Über das Alter des Schlosses ließen sich noch keine zuverlässigen Notizen erheben. Jedoch gedenkt schon der Vertrag Limpurgs mit Hall | über die Kocherzölle von 1399 der „Veste Gaildorf.“ Bei der Theilung von 1441 erhielten die drei ersten Söhne des Schenken Friedrich „der Vorgenannten Schloß und Statt zu Gaildorff.“ Es mögen aber von den ursprünglichen Theilen dieses Schlosses wenige oder vielleicht gar keine mehr vorhanden seyn. Die älteste bis jetzt aufgefundene Jahreszahl 1482 findet sich auf einer steinernen, über dem Hauptportal angebrachten, mit den Wappen von Limpurg und Oettingen geschmückten Tafel, auf welcher folgende Inschrift zu lesen ist: „Wir Albrecht herr zu limpurg des romischen reichs erbschenk u. semperfrei habend angefangen und vollbracht diesen bau uf sant michels tag nach christus geburt vierzehnhundert und in dem LXXXII jar.“ Erst dieser Schenk Albrecht (ein Enkel obengedachten Schenk Friedrich’s) scheint den Plan, das vorhandene Schloß zur neuen Residenz einzurichten, ausgeführt zu haben. [2] Jedenfalls läßt sich erst von ihm nachweisen, daß er dahier gewohnt habe und eben daselbst begraben liegt.
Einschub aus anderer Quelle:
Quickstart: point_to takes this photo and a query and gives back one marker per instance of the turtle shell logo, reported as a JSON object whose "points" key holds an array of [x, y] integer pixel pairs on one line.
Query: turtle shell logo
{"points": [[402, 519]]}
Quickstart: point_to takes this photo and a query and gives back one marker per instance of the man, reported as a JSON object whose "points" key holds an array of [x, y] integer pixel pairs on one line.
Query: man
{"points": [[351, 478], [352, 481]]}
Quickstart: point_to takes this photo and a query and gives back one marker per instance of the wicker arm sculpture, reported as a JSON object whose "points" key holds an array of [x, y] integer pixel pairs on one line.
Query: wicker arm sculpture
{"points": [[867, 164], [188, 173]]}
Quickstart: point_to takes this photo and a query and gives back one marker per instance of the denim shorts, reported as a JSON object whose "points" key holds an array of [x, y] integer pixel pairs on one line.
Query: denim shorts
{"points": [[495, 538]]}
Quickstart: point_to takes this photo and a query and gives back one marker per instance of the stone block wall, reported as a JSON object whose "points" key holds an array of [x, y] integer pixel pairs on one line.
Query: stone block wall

Die oberen Stockwerke des zuvorangeführten großen Thurms sind, einer über der Thüre im vierten Stock angebrachten, in Stein gehauenen Jahrszahl zufolge, von 1570.
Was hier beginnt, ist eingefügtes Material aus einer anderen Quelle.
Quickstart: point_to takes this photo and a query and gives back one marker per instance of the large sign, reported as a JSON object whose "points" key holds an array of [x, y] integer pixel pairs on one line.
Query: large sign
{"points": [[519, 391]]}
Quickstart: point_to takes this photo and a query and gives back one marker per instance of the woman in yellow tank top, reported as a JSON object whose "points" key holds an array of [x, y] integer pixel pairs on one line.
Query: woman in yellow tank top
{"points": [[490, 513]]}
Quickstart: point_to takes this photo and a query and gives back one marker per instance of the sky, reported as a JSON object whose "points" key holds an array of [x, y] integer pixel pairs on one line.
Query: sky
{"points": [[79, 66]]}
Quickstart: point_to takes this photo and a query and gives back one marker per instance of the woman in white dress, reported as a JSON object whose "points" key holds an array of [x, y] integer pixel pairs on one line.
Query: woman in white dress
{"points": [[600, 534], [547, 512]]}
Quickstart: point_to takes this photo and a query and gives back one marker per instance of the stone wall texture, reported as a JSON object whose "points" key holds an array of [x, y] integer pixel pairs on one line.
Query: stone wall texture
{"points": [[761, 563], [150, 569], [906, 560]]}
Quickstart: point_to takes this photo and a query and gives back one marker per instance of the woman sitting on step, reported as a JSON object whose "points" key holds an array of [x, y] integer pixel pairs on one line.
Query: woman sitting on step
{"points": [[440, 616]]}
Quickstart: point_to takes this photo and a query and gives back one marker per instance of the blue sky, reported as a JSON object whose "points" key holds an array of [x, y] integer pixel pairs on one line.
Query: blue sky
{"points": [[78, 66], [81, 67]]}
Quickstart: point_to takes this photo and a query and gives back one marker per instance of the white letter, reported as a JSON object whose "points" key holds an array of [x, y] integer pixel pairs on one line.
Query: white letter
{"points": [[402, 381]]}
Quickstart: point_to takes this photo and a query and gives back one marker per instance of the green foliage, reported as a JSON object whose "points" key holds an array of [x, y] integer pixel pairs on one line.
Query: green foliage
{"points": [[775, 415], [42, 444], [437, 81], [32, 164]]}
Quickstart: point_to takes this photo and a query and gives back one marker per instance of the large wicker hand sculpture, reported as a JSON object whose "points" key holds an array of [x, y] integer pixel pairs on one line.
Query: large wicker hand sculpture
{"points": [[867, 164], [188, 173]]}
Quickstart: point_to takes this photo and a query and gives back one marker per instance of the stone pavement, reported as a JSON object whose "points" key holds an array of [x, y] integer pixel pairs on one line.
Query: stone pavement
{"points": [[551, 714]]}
Es findet sich ferner auch über dem Eingang zur Wendeltreppe in den nördlichen, hohen Flügel im Innern des Schloßhofes eine tönerne Tafel mit zwei limpurgischen Wappen und der Schrift: C. H. Z. L.   E. F. Z. L.   G. F. V. L. 1573. Das heißt: Christoph, Herr zu Limpurg, Eva, Frau zu Limpurg, geborne Frau v. Limpurg. – Sodann findet sich auch über dem freien Bogengang, der vom innern in den äußern Schloßhof oder Schloßgraben führt, eine eingemauerte bemalte Steinplatte, auf welcher das limpurgische und das hohenlohe’sche Wappen zu sehen sind, mit folgender Inschrift: „Maria Juliana Frau zu Limpurg, geb. Gräfin von Hohenlohe und Gleichen, Frau zu Langenburg und Granichsfeld, Wittibin. Im Jahr 1660.“ Endlich findet sich die Jahrszahl 1610 an einer Wand, oben unter dem Dach im hohen Flügel.
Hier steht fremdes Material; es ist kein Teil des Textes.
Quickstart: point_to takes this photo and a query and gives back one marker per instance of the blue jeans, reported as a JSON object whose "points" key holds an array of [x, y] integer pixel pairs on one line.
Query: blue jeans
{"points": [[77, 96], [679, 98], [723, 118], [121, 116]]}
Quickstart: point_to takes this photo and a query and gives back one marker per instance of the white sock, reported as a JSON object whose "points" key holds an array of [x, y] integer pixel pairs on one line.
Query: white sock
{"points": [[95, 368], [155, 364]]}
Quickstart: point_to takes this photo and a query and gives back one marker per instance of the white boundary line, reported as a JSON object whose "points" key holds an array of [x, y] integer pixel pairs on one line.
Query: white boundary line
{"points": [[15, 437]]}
Nach der im Jahr 1707 unter den Limpurg-Gaildorf’schen Herrschaften erfolgten Theilung fiel die eine Hälfte dieses Schlosses an Limpurg-Wurmbrand, die andere an Limpurg-Solms-Assenheim; gegenwärtig besitzt 1/4 davon, nämlich den westlich gelegenen Theil, der Fürst von Solms-Braunfels, die übrigen 3/4 aber gehören der Gräflich Waldeck’schen Standesherrschaft, welche 1819 den Antheil des Staats erworben. Es ist dermalen von der Gräfin Amalie von Waldeck bewohnt, in deren | Händen sich auch als unveräußerliches Eigenthum der Standesherrschaft der von Prescher I, 113 beschriebene schön gearbeitete Schenkenbecher befindet. Ferner enthalten diese Schloßgebäude Wohnungen für Beamte und das Limpurg-Gaildorf’sche Archiv.

Gegenüber dem alten Schlosse, jenseits der Straße, sieht das neue Schloß. Es wurde 1778 in dem damals üblichen Style von dem Architekten Fischer in Stuttgart an der Stelle der beiden alten Widdumshäuser erbaut, hat einen schönen Saal und viele Gemächer und dient dem Grafen von Pückler zur Wohnung.

Was die Einwohner betrifft, so hatte die Stadtgemeinde Gaildorf nach der neuesten Zählung vom 3. Dez. 1851 eine ortsangehörige Bevölkerung von 890 männlichen, 889 weiblichen, zusammen 1779 Seelen. Unter der Zahl der Angehörigen des Jahres 1846, welche 882 männliche, 882 weibliche, zusammen 1764 Seelen betrug, waren 56 der römisch-katholischen, alle übrigen aber der evangelischen Confession zugethan. Im Jahr 1832, Nov. 1, war die Zahl der Angehörigen 725 männliche, 731 weibliche, zusammen 1456. Von den Angehörigen des Jahres 1846 waren abwesend 157; dagegen Fremde anwesend 241; es belief sich daher die Ziffer der Ortsanwesenden auf 1848. Im Jahr 1832 war dieselbe 1495.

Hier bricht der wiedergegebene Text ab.